ELGAR / BAX: For the Fallen CD review – a special, spacious inevitability

Andrew Clements writes .....

The latest addition to Mark Elder’s British music series continues his exploration of Elgar with a couple of the works composed during the first world war. A Voice in the Wilderness is one of a triptych of small-scale pieces with narrator that Elgar composed between 1914 and 1917 (all of them recently recorded by Martyn Brabbins and the BBC Scottish Symphony, while the settings of Laurence Binyon in The Spirit of England was his last major choral work. Perhaps the first number revisits the music of The Dream of Gerontius rather too blatantly; but in the latter piece, the impressionist world of its second movement, To Women, is unlike anything else Elgar wrote, except, perhaps, parts of what survive of his third symphony.

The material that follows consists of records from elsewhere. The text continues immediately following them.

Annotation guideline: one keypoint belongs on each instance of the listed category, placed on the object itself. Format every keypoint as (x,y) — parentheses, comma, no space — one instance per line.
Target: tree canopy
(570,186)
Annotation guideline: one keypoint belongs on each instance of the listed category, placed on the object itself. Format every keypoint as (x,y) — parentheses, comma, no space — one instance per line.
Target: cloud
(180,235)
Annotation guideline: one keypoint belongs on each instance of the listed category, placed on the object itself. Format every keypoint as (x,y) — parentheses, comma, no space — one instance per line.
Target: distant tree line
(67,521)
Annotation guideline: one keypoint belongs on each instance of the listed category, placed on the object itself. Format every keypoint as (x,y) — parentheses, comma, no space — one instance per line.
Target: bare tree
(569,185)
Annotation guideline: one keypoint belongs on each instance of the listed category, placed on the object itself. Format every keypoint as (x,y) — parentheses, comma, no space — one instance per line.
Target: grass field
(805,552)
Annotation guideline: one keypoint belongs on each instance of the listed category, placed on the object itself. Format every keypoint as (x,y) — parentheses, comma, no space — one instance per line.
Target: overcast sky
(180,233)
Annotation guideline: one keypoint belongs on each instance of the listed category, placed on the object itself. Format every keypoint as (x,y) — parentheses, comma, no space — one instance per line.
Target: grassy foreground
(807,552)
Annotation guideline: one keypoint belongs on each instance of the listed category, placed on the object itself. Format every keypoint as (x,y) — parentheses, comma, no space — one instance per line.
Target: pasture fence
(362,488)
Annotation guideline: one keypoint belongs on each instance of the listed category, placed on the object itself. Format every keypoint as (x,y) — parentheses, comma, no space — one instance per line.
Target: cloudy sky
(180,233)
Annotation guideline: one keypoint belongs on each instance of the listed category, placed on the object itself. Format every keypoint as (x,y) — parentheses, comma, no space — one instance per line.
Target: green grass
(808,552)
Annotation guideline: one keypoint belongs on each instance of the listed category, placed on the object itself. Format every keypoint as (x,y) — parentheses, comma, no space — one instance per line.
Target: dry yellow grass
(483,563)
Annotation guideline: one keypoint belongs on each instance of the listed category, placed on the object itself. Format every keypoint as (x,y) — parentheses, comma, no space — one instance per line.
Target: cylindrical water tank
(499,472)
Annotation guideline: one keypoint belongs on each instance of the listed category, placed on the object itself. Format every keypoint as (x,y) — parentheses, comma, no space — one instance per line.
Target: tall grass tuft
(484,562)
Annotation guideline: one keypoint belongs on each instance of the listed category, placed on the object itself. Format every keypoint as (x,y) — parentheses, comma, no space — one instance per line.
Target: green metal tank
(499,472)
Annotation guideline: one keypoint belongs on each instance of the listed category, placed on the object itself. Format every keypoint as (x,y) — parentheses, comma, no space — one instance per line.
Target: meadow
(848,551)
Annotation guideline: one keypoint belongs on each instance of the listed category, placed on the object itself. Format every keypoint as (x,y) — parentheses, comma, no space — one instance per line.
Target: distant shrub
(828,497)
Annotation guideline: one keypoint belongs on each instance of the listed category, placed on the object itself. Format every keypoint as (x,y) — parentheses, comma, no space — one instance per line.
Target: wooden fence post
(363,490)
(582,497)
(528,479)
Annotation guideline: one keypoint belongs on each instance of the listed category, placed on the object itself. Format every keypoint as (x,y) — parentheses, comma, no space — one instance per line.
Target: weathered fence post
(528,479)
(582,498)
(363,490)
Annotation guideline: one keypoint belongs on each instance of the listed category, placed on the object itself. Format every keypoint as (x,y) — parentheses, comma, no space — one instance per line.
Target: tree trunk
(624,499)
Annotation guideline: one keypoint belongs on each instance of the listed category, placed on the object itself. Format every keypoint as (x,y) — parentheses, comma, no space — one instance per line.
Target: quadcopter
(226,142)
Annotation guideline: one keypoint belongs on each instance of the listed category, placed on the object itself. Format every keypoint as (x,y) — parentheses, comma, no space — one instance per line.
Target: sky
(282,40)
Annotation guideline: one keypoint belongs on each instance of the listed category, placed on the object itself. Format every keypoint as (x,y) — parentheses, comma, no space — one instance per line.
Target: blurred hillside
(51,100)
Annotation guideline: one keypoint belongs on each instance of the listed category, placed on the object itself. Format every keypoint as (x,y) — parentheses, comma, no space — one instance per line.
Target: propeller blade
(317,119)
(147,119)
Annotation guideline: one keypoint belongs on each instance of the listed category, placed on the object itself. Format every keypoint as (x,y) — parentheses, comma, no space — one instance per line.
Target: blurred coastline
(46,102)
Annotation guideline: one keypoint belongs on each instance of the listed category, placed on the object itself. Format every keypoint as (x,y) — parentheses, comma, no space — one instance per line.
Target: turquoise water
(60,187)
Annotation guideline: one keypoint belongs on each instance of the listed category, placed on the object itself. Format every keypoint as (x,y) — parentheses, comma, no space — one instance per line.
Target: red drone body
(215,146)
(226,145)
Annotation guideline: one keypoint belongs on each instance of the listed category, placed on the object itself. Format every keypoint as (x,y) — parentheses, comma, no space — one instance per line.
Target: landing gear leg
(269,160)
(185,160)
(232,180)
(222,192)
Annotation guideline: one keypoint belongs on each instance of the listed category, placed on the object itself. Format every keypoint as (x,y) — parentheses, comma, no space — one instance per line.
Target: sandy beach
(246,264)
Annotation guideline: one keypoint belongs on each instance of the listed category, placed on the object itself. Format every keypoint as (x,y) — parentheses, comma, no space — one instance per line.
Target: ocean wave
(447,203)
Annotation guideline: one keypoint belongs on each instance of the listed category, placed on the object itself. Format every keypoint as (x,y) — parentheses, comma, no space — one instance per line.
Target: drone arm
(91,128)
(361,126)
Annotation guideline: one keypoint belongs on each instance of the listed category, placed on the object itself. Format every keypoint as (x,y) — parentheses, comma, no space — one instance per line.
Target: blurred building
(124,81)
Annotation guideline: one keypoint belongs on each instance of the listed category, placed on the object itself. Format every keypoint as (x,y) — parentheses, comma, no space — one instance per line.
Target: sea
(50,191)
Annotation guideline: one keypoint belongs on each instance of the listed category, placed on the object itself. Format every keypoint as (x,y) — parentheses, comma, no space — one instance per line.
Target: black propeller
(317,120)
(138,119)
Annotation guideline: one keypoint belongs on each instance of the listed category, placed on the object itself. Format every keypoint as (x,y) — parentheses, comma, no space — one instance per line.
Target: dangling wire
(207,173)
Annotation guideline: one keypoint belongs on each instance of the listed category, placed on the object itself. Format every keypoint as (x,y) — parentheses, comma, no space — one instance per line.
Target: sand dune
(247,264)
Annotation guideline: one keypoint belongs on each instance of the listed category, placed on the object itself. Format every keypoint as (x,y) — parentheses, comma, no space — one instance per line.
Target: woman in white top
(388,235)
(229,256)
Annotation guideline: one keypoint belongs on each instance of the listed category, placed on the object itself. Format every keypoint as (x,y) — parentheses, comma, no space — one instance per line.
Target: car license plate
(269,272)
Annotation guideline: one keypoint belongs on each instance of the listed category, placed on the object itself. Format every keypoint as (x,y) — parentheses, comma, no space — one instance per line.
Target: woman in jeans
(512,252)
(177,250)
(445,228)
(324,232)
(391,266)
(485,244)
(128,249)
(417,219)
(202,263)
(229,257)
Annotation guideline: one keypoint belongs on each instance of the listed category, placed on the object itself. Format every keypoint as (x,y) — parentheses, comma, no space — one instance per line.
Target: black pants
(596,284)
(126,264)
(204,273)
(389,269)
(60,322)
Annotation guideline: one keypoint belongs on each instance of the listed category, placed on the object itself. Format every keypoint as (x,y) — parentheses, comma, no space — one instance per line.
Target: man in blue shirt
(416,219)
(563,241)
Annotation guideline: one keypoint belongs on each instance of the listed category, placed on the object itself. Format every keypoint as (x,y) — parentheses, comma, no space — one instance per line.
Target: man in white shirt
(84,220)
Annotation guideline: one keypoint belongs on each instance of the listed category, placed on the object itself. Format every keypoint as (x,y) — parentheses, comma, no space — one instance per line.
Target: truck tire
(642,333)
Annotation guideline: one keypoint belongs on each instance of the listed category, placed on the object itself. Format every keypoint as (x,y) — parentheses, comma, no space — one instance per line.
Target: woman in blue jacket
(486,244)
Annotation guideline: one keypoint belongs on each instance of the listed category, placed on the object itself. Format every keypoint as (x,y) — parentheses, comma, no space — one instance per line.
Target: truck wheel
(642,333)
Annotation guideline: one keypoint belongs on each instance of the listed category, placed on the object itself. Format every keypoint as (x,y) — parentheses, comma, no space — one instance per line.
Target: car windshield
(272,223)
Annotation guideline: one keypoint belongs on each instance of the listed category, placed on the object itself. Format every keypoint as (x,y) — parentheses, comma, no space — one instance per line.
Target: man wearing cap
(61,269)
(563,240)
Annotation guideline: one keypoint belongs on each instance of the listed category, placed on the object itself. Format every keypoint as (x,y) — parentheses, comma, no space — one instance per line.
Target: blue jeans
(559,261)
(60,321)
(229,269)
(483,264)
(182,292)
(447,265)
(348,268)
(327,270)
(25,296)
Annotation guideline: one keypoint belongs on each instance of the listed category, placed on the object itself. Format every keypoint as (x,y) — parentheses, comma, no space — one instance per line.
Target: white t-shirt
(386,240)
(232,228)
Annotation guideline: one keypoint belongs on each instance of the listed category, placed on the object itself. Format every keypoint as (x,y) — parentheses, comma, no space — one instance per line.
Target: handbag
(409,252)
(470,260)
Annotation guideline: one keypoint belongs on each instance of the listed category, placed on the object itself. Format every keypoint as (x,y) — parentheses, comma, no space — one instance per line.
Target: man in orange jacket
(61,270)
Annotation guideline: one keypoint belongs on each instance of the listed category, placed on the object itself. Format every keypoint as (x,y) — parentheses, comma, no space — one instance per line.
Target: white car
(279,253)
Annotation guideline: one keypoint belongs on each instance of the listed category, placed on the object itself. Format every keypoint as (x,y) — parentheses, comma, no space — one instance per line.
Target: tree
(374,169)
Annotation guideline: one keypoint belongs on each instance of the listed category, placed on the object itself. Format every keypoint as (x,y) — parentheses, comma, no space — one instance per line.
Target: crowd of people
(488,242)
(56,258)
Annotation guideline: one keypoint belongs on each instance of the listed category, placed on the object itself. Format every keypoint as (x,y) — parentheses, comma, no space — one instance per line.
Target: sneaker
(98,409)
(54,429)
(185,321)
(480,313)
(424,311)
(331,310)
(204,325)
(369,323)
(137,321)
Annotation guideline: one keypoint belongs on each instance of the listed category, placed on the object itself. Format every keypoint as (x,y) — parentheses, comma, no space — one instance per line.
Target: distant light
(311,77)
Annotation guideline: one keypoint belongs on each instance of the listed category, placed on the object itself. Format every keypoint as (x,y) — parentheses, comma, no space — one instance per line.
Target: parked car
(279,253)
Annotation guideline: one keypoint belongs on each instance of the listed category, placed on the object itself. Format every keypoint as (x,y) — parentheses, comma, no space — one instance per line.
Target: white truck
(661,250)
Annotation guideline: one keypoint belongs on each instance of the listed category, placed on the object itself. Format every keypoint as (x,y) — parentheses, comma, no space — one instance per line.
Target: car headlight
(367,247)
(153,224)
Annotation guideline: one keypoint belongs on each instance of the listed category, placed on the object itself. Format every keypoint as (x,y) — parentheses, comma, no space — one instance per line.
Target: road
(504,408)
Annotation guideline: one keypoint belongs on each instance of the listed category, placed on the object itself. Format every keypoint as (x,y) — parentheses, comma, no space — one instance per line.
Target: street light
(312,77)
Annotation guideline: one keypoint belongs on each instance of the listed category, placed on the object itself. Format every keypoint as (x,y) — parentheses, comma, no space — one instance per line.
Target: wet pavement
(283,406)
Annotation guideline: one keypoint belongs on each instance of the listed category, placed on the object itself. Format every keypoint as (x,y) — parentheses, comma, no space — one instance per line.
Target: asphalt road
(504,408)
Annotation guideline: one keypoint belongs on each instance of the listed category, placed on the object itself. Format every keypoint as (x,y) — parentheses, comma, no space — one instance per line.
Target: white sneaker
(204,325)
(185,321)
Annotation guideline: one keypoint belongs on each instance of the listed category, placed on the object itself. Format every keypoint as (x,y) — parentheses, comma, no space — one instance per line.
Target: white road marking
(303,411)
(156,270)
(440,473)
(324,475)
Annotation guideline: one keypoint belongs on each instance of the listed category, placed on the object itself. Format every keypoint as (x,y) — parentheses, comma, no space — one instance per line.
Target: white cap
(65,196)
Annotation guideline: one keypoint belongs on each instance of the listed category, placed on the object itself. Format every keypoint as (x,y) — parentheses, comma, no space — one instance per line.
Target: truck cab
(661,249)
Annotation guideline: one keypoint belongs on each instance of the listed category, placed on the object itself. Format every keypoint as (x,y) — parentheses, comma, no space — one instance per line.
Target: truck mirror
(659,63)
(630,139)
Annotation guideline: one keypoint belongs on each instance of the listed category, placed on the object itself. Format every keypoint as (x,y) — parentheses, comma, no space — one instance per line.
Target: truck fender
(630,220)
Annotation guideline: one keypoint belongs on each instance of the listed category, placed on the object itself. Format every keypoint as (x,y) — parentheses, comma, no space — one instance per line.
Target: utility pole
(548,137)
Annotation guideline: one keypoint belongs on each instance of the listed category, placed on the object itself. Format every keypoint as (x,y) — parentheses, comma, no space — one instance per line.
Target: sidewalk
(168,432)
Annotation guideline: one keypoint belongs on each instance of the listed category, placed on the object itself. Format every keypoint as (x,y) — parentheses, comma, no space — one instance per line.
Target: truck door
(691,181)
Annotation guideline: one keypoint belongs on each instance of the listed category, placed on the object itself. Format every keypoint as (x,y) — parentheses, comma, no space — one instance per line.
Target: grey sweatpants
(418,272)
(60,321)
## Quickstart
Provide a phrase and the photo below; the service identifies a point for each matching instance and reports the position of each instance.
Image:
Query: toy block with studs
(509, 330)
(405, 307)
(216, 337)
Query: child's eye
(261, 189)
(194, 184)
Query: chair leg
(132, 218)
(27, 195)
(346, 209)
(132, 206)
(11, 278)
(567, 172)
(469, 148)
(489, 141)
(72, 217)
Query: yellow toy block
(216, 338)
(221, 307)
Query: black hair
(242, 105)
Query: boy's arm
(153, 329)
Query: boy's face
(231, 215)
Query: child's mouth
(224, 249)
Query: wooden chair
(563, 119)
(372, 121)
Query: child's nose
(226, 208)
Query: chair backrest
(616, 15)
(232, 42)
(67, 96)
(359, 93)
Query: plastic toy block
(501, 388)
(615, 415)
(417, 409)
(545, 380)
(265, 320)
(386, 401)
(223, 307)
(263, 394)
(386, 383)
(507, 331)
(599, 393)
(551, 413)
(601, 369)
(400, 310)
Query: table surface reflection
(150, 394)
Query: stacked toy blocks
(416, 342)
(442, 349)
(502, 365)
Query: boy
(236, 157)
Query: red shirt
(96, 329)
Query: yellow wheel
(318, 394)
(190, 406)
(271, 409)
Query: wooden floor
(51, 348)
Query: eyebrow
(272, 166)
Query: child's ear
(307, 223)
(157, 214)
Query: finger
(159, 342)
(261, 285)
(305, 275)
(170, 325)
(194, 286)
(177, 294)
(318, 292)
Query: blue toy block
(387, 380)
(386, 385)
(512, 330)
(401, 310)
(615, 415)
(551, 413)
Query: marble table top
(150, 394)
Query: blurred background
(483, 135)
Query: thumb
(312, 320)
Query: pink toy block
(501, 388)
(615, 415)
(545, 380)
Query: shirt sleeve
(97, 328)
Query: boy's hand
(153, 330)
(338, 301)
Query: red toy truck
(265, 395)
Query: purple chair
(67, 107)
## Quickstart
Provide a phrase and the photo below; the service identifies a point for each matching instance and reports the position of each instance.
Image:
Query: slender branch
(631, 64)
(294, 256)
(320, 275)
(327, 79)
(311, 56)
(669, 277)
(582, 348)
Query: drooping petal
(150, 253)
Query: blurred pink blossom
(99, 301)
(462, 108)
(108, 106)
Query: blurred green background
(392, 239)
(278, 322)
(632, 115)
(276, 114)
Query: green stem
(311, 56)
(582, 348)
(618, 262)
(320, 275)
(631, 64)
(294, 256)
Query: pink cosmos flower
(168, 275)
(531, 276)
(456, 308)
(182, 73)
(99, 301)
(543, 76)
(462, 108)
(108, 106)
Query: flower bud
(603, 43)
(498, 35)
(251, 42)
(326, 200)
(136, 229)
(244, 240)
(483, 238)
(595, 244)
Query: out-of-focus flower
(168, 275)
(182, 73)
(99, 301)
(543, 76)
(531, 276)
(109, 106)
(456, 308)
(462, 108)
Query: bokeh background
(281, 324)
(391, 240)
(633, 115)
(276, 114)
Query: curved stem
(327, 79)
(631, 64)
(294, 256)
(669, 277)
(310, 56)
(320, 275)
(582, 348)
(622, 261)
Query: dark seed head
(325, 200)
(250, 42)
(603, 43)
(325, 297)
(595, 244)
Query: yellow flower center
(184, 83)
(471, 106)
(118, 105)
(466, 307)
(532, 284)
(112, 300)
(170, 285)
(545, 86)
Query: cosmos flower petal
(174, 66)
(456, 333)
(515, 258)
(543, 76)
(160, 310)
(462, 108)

Three pieces of incidental music composed in 1901 for George Moore and WB Yeats’s play Grania and Diarmid make a neat connection with the rarity by Arnold Bax that Elder also includes. In Memoriam carries the subtitle An Irish Elegy; it was written in response to the 1916 Easter Rising and the execution of its leaders by the British government. Originally scored for sextet, Bax’s orchestration was lost for many years, but it makes a brooding tone poem which deserves to be much better known. Both versions have been recorded before (on Chandos), but Elder’s performance has a special, spacious inevitability about it.